“It’s always the most vulnerable people who are affected,” says John McNeill Opportunity Centre manager Angela Bryant.

She makes a very good point While politicians tell us the economy is recovering, we’re coming out of recession and people are getting better off, it’s hard to see where exactly that recovery is making itself known to the average person on the street.

It may be that the City and the corridors of Whitehall can see the improvement, but for the ordinary citizen who hasn’t had a pay rise in years, the cost of everything is still rising while services are being cut.

We are told the Government is taking steps to get the economy back on track, but at what price?

The cuts are being passed on to charities, local councils, to our emergency services and to the people they serve.

At the very bottom of the pile, it seems, are those people who need the most help and support – those with learning difficulties and disabilities, the elderly and the very young.
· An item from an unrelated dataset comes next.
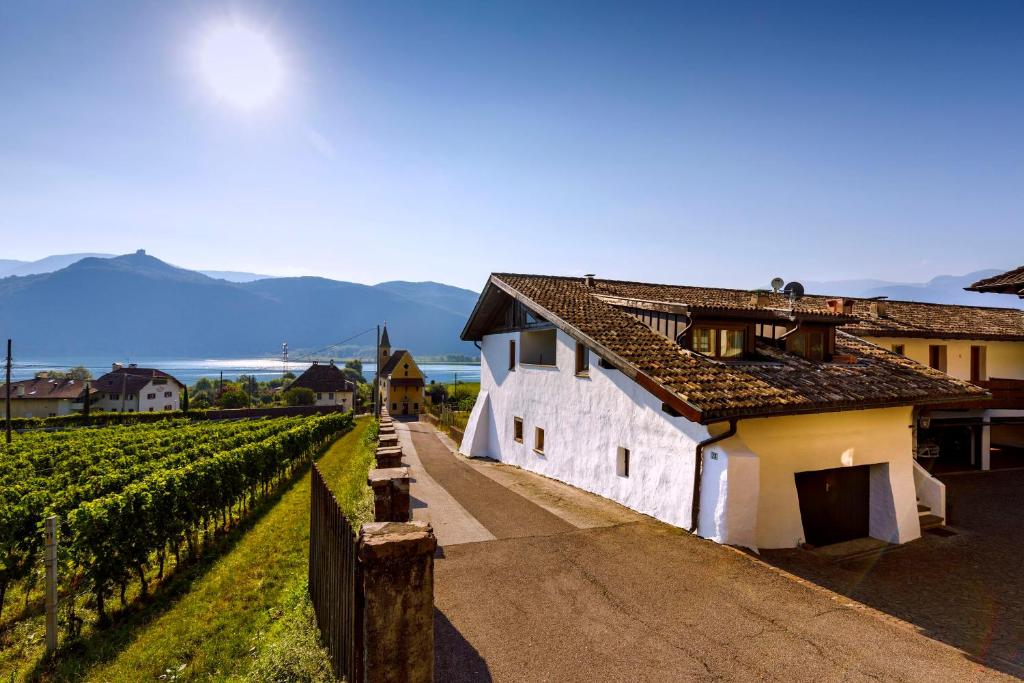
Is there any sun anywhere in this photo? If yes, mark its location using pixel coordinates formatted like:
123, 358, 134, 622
198, 20, 285, 111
Youth centres, care and respite homes and children’s services are all struggling to keep going, if they are even given the option of trying.

When questioned about the future of the disabled people who call Salisbury’s threatened Douglas Arter Centre their home this week, the charity Scope said it was a matter of giving them “greater choice and control over the services they receive”.

How much of an informed choice can be made by people with severe learning disabilities who are unable to speak up for themselves or to understand why their home is being taken away from them?

Or by a pre-school child with Down’s syndrome playing at the John McNeill Centre.

As Mrs Bryant says, these are the most vulnerable in our society, and it shouldn’t just be left to their families and carers to stand up for them.